Sunday 12 June 2016

Morocco - Nomadic Berebers


Morocco is country of of diversity and intense colours, the Atlas Mountains are a natural barrier that creates three climatic regions (desert, mountain and mediterranean) inhabited by different ethnic groups.

At Marrakech market place we understand than in Morocco prices are never standard and they expect you to negotiate. Sellers are very flexible when it comes to negotiate , if you don't play their game you can end up paying twice the real price of the item . This is the way it works so either you are happy with the inflated entry price or you get into the game. Negotiation is a rooted business tradition in North Africa.

From Ouarzazate , at the southern side of the Atlas Mountains, we take an old bus  to Todgha Gorge. Once in town we decide to avoid anyone offering accommodation and just chill out and have some local food. It is low season, so easier to find accommodation for a good price, besides after 10 days in Morocco we had mastered our negotiation skills.

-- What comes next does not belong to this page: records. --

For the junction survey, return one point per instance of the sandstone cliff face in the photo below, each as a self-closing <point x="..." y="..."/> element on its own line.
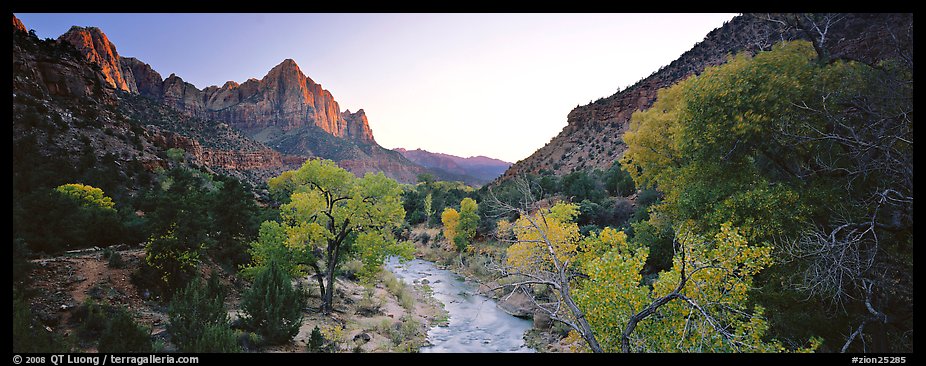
<point x="592" y="137"/>
<point x="225" y="159"/>
<point x="97" y="48"/>
<point x="147" y="81"/>
<point x="287" y="99"/>
<point x="18" y="25"/>
<point x="285" y="109"/>
<point x="357" y="126"/>
<point x="183" y="96"/>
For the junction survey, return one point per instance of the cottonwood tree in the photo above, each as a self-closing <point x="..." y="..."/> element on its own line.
<point x="331" y="215"/>
<point x="701" y="304"/>
<point x="815" y="157"/>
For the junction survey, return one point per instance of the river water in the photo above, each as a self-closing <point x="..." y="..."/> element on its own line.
<point x="476" y="324"/>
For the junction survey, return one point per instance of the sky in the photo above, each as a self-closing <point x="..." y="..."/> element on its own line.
<point x="498" y="85"/>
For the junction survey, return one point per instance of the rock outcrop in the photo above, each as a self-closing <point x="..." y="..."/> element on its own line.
<point x="18" y="25"/>
<point x="183" y="96"/>
<point x="147" y="81"/>
<point x="97" y="48"/>
<point x="286" y="110"/>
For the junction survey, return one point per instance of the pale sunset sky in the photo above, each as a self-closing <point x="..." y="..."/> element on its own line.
<point x="498" y="85"/>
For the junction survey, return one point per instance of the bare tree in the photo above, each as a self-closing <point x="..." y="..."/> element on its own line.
<point x="556" y="271"/>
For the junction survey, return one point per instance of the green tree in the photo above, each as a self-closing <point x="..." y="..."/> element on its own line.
<point x="273" y="306"/>
<point x="815" y="157"/>
<point x="87" y="196"/>
<point x="451" y="220"/>
<point x="428" y="210"/>
<point x="598" y="290"/>
<point x="469" y="221"/>
<point x="333" y="215"/>
<point x="172" y="260"/>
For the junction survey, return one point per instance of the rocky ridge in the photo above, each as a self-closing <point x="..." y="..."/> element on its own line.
<point x="592" y="136"/>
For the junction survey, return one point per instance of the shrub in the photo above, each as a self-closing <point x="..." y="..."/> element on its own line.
<point x="123" y="335"/>
<point x="216" y="338"/>
<point x="273" y="307"/>
<point x="197" y="309"/>
<point x="316" y="340"/>
<point x="173" y="261"/>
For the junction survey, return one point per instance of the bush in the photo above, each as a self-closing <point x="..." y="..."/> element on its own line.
<point x="92" y="319"/>
<point x="114" y="259"/>
<point x="199" y="320"/>
<point x="316" y="340"/>
<point x="273" y="307"/>
<point x="123" y="335"/>
<point x="216" y="338"/>
<point x="173" y="262"/>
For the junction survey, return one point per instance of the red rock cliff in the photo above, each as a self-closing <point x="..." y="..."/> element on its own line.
<point x="97" y="48"/>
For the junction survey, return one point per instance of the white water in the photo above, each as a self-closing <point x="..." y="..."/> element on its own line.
<point x="476" y="323"/>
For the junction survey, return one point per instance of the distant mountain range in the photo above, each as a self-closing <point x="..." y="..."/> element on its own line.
<point x="475" y="169"/>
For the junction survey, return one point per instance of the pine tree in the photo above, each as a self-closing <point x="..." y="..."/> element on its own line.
<point x="273" y="307"/>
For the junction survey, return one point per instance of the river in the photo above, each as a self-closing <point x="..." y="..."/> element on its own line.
<point x="476" y="324"/>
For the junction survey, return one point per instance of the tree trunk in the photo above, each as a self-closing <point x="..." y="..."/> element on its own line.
<point x="320" y="276"/>
<point x="586" y="329"/>
<point x="333" y="249"/>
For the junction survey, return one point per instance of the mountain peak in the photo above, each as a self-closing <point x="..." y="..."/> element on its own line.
<point x="288" y="66"/>
<point x="18" y="25"/>
<point x="96" y="48"/>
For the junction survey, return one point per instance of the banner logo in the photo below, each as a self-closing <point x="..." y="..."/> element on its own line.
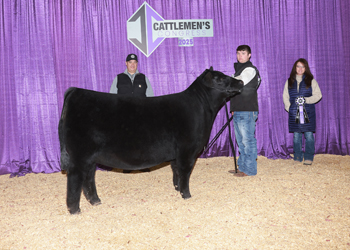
<point x="147" y="29"/>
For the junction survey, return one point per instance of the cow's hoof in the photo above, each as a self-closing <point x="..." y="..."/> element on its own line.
<point x="185" y="196"/>
<point x="73" y="212"/>
<point x="95" y="202"/>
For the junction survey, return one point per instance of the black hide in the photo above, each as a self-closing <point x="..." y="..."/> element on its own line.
<point x="134" y="133"/>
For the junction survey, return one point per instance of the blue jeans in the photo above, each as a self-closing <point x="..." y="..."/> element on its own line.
<point x="299" y="155"/>
<point x="244" y="124"/>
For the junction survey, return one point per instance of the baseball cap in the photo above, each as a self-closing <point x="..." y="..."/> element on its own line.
<point x="131" y="57"/>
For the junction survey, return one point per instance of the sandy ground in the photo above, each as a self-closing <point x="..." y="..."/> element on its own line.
<point x="285" y="206"/>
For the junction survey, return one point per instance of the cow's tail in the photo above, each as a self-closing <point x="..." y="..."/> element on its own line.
<point x="65" y="159"/>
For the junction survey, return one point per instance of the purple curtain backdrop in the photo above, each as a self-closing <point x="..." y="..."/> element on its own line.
<point x="47" y="46"/>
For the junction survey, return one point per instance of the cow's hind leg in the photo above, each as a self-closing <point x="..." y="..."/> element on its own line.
<point x="74" y="187"/>
<point x="175" y="175"/>
<point x="89" y="186"/>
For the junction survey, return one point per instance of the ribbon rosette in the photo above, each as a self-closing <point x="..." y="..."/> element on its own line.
<point x="301" y="116"/>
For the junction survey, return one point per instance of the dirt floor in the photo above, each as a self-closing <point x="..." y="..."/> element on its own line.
<point x="285" y="206"/>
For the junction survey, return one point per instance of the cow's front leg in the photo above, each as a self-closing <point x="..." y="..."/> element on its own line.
<point x="74" y="186"/>
<point x="89" y="186"/>
<point x="175" y="175"/>
<point x="185" y="170"/>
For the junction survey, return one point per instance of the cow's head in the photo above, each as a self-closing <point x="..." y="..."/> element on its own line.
<point x="221" y="82"/>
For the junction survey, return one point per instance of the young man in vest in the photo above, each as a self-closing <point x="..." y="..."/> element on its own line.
<point x="131" y="81"/>
<point x="245" y="109"/>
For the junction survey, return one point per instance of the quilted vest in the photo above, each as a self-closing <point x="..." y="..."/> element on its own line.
<point x="310" y="109"/>
<point x="126" y="87"/>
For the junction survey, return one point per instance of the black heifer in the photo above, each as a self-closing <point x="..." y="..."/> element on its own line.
<point x="135" y="133"/>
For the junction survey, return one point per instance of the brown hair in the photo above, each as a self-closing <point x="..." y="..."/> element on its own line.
<point x="307" y="73"/>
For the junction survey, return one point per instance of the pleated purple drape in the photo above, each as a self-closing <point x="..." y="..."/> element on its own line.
<point x="47" y="46"/>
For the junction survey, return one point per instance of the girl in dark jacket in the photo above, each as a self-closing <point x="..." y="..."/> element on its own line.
<point x="301" y="92"/>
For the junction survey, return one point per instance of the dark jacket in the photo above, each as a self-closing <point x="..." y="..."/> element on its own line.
<point x="310" y="108"/>
<point x="136" y="88"/>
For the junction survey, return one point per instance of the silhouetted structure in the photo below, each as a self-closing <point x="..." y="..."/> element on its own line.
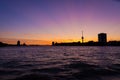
<point x="3" y="44"/>
<point x="102" y="41"/>
<point x="18" y="43"/>
<point x="24" y="44"/>
<point x="102" y="38"/>
<point x="82" y="37"/>
<point x="53" y="43"/>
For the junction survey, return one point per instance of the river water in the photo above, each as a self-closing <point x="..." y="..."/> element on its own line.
<point x="60" y="63"/>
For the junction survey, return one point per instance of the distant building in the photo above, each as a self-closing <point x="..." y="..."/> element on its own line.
<point x="18" y="43"/>
<point x="53" y="43"/>
<point x="102" y="38"/>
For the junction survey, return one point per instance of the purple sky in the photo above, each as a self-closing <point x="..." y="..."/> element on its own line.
<point x="59" y="20"/>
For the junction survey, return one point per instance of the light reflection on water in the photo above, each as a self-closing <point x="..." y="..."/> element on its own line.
<point x="47" y="59"/>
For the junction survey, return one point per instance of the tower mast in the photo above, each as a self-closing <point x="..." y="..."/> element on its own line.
<point x="82" y="37"/>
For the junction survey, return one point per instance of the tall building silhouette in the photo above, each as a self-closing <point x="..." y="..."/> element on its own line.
<point x="82" y="37"/>
<point x="102" y="38"/>
<point x="18" y="43"/>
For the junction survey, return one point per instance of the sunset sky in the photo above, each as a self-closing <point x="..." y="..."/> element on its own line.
<point x="44" y="21"/>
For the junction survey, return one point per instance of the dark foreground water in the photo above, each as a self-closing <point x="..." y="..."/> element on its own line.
<point x="60" y="63"/>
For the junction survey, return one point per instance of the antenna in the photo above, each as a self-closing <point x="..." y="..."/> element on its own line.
<point x="82" y="37"/>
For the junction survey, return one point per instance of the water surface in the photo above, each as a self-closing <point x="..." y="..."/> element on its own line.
<point x="60" y="63"/>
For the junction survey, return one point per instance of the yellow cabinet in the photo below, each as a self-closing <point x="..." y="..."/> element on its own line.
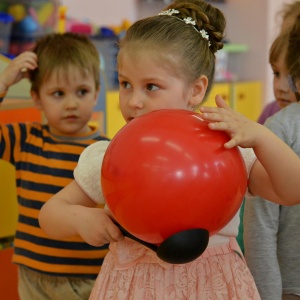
<point x="247" y="98"/>
<point x="8" y="200"/>
<point x="244" y="97"/>
<point x="114" y="118"/>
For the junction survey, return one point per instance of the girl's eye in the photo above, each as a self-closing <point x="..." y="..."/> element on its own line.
<point x="152" y="87"/>
<point x="82" y="92"/>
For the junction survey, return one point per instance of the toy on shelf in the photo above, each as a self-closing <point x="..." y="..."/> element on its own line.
<point x="32" y="19"/>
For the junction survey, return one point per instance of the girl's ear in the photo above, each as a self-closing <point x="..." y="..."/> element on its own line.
<point x="36" y="100"/>
<point x="198" y="90"/>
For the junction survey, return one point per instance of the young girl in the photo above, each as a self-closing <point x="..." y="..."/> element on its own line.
<point x="274" y="261"/>
<point x="167" y="61"/>
<point x="288" y="14"/>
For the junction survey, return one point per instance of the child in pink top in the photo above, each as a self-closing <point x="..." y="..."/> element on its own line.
<point x="168" y="61"/>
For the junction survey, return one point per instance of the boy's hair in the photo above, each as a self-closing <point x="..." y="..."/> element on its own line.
<point x="288" y="14"/>
<point x="293" y="55"/>
<point x="57" y="52"/>
<point x="278" y="47"/>
<point x="182" y="45"/>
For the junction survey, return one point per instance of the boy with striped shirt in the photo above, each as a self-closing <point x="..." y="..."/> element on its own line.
<point x="65" y="83"/>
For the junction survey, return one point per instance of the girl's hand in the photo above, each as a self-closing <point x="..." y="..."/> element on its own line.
<point x="97" y="228"/>
<point x="242" y="131"/>
<point x="17" y="69"/>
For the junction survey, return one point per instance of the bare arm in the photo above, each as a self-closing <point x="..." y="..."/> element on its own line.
<point x="276" y="172"/>
<point x="71" y="212"/>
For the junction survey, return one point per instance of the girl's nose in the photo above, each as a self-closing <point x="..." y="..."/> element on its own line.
<point x="283" y="84"/>
<point x="136" y="100"/>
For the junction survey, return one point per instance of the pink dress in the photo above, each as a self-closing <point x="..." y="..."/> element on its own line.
<point x="133" y="272"/>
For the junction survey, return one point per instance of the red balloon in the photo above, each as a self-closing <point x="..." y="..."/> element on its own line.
<point x="166" y="172"/>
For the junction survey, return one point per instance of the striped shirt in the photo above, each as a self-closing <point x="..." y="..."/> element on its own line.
<point x="44" y="165"/>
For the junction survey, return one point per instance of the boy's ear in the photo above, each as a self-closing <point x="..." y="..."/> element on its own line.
<point x="198" y="90"/>
<point x="36" y="100"/>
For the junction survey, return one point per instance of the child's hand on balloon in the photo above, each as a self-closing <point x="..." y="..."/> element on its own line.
<point x="242" y="131"/>
<point x="98" y="228"/>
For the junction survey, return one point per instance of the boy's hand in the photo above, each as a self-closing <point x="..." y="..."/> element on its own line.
<point x="243" y="132"/>
<point x="17" y="70"/>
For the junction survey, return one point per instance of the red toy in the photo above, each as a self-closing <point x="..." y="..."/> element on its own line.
<point x="166" y="172"/>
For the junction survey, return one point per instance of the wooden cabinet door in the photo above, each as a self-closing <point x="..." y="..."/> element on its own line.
<point x="247" y="98"/>
<point x="114" y="118"/>
<point x="8" y="200"/>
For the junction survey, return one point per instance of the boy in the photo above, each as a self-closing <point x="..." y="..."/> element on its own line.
<point x="65" y="83"/>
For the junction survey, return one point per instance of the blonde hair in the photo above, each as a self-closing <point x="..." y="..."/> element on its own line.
<point x="178" y="43"/>
<point x="57" y="52"/>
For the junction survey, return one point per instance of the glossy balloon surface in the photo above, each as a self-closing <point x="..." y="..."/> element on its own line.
<point x="166" y="171"/>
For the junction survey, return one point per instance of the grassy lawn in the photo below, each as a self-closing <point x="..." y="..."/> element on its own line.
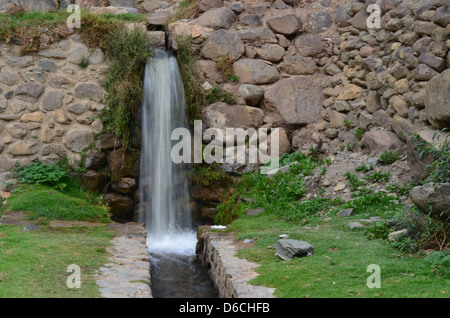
<point x="338" y="266"/>
<point x="33" y="264"/>
<point x="48" y="202"/>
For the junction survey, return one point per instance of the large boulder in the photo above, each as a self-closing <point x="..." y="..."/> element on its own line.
<point x="222" y="43"/>
<point x="376" y="141"/>
<point x="218" y="18"/>
<point x="434" y="198"/>
<point x="294" y="101"/>
<point x="286" y="24"/>
<point x="78" y="138"/>
<point x="308" y="45"/>
<point x="288" y="248"/>
<point x="221" y="115"/>
<point x="121" y="206"/>
<point x="298" y="65"/>
<point x="437" y="99"/>
<point x="255" y="72"/>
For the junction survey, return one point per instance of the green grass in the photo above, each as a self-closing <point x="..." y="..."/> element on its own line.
<point x="33" y="264"/>
<point x="50" y="203"/>
<point x="338" y="267"/>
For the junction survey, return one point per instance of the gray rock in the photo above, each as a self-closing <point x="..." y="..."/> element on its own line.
<point x="285" y="24"/>
<point x="218" y="18"/>
<point x="222" y="43"/>
<point x="17" y="130"/>
<point x="221" y="115"/>
<point x="8" y="78"/>
<point x="434" y="197"/>
<point x="320" y="22"/>
<point x="376" y="141"/>
<point x="251" y="93"/>
<point x="309" y="45"/>
<point x="289" y="248"/>
<point x="437" y="99"/>
<point x="52" y="100"/>
<point x="78" y="138"/>
<point x="29" y="92"/>
<point x="255" y="72"/>
<point x="23" y="148"/>
<point x="251" y="19"/>
<point x="19" y="62"/>
<point x="205" y="5"/>
<point x="270" y="52"/>
<point x="48" y="66"/>
<point x="298" y="65"/>
<point x="258" y="35"/>
<point x="294" y="101"/>
<point x="342" y="16"/>
<point x="88" y="91"/>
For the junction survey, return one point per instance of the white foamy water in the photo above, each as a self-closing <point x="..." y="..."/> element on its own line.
<point x="180" y="243"/>
<point x="163" y="184"/>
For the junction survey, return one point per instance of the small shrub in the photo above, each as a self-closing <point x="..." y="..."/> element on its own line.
<point x="217" y="94"/>
<point x="84" y="63"/>
<point x="42" y="173"/>
<point x="388" y="157"/>
<point x="440" y="167"/>
<point x="364" y="168"/>
<point x="378" y="176"/>
<point x="359" y="132"/>
<point x="353" y="181"/>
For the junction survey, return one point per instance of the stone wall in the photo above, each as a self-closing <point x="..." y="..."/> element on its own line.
<point x="314" y="69"/>
<point x="49" y="105"/>
<point x="229" y="273"/>
<point x="50" y="108"/>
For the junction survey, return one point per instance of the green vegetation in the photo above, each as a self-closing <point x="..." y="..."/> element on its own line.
<point x="128" y="53"/>
<point x="338" y="267"/>
<point x="187" y="54"/>
<point x="47" y="190"/>
<point x="388" y="157"/>
<point x="217" y="94"/>
<point x="353" y="181"/>
<point x="378" y="176"/>
<point x="186" y="9"/>
<point x="50" y="203"/>
<point x="26" y="28"/>
<point x="33" y="263"/>
<point x="440" y="152"/>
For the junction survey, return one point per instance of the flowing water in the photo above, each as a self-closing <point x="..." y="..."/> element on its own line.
<point x="163" y="186"/>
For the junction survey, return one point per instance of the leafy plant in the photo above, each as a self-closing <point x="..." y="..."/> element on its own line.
<point x="378" y="176"/>
<point x="440" y="152"/>
<point x="84" y="63"/>
<point x="353" y="181"/>
<point x="42" y="173"/>
<point x="359" y="132"/>
<point x="216" y="93"/>
<point x="388" y="157"/>
<point x="440" y="263"/>
<point x="377" y="231"/>
<point x="364" y="168"/>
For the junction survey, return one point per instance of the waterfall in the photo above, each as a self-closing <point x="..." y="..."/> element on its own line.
<point x="163" y="184"/>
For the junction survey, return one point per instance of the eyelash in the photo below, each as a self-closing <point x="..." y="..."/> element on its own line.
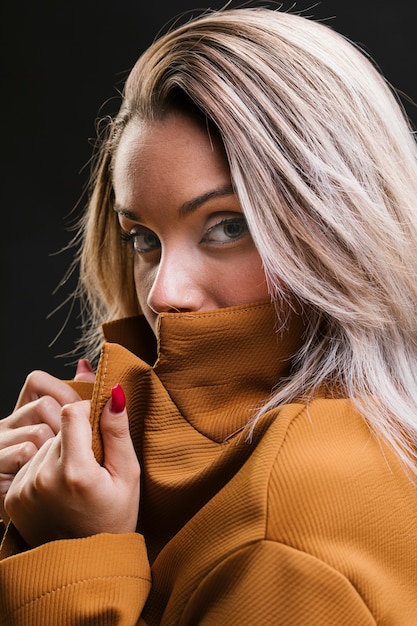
<point x="130" y="238"/>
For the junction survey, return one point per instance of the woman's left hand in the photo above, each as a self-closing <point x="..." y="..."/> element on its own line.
<point x="63" y="493"/>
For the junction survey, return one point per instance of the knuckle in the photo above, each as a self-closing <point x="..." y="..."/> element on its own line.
<point x="25" y="452"/>
<point x="40" y="433"/>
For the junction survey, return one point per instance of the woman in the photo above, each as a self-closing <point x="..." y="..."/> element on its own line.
<point x="263" y="177"/>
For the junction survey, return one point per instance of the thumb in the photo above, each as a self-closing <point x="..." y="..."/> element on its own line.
<point x="119" y="453"/>
<point x="84" y="371"/>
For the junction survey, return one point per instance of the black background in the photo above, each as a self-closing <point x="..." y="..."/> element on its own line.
<point x="62" y="64"/>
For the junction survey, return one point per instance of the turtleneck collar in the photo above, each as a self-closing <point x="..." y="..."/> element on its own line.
<point x="219" y="367"/>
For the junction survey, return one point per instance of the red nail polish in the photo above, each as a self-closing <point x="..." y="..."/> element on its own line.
<point x="118" y="399"/>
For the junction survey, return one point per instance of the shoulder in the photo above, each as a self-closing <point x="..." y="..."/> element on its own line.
<point x="331" y="475"/>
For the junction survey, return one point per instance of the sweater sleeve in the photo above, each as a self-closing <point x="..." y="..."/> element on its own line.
<point x="103" y="579"/>
<point x="271" y="583"/>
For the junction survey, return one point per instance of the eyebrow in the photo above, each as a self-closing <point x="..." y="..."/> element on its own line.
<point x="186" y="208"/>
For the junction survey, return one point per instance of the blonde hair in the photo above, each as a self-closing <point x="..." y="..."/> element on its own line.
<point x="324" y="163"/>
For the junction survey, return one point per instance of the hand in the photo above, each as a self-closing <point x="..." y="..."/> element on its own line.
<point x="64" y="493"/>
<point x="35" y="420"/>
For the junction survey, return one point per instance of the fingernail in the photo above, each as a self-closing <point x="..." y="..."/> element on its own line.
<point x="118" y="399"/>
<point x="84" y="366"/>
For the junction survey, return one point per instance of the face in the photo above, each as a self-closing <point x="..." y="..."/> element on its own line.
<point x="176" y="208"/>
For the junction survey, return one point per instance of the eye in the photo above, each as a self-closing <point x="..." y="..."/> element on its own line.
<point x="226" y="230"/>
<point x="142" y="240"/>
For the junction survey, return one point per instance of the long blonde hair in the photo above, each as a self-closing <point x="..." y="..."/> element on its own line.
<point x="324" y="163"/>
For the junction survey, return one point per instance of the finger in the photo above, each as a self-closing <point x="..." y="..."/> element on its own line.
<point x="40" y="384"/>
<point x="12" y="459"/>
<point x="84" y="371"/>
<point x="34" y="433"/>
<point x="119" y="454"/>
<point x="76" y="434"/>
<point x="44" y="410"/>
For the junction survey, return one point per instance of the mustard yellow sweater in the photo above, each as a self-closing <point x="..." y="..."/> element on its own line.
<point x="313" y="523"/>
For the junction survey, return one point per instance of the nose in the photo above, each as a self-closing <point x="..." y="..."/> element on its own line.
<point x="177" y="286"/>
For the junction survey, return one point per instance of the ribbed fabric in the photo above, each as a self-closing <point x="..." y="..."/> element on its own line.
<point x="314" y="522"/>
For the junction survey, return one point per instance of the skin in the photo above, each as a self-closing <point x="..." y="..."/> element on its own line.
<point x="173" y="195"/>
<point x="192" y="252"/>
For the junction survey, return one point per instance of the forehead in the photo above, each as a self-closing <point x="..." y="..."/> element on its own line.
<point x="168" y="156"/>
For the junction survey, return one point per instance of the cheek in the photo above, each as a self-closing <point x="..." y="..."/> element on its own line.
<point x="249" y="283"/>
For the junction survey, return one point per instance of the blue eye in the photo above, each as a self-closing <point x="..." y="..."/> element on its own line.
<point x="227" y="230"/>
<point x="142" y="240"/>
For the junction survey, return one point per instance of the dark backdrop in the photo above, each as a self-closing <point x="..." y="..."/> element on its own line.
<point x="62" y="65"/>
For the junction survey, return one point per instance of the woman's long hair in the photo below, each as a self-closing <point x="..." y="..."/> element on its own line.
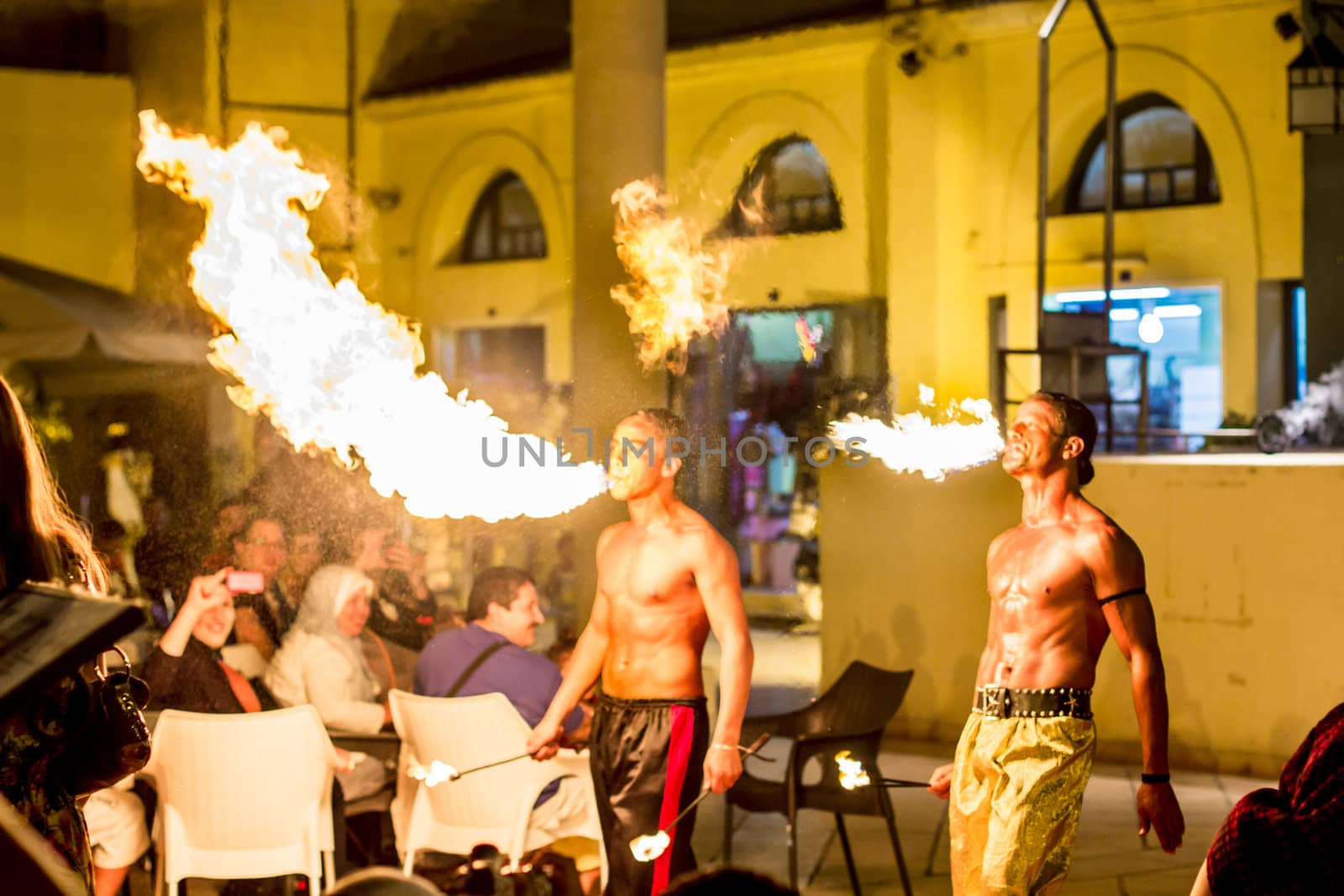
<point x="40" y="540"/>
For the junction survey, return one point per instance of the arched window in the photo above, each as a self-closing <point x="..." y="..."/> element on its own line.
<point x="504" y="224"/>
<point x="1162" y="160"/>
<point x="786" y="190"/>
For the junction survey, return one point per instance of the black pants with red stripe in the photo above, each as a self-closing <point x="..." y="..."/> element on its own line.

The hostel was settled at the top of the valley with amazing views to the Oasis. Mountains are devoid of vegetation at this side of the Atlas, but if you go down to the Oasis if feels like being in a jungle. Oases are like an explosion of pure and green nature over a red and rocky landscape .





After dinner we heard  a guy could take us  to the top of the mountain  to visit a nomadic family. The day after we walked for 4 hours without knowing what was up on the mountain. I thought it might be just a simple shepherds village...., but when we got to the top there were no houses nor tents but caves. The nomadic families live in caves they dig using basic mining tools. It was like traveling back in time ...I could not believe people could still live in caves in 2014.

These nomadic people belong to one of the many Bereber tribes, the natives who were settled in different regions of North Africa far before the Arab invasion in the 7th century. They keep moving depending on the weather conditions and spend more time where they can feed the flock of goats.

Inside the cave, an old lady  moves  a bag filled with goat milk hanging on two sticks. She makes a kind of yogurt. After having tasted it, I was told that the bag was actually  made of the stomach of a goat.


























I had the feeling that the family wasn't comfortable with our presence so we decide to leave and start descending by the other side of the valley.


On our way we meet the nomadic women and donkeys loaded with containers of water. Our guide explains that it takes them the whole day to bring water from the Oasis to the top of the mountain.





Our day trip finishes at the bottom of the valley in the massive and majestic gorges once generated by torrential waters coming from the mountains. It feels so small when you are in the mouth of such massive formation.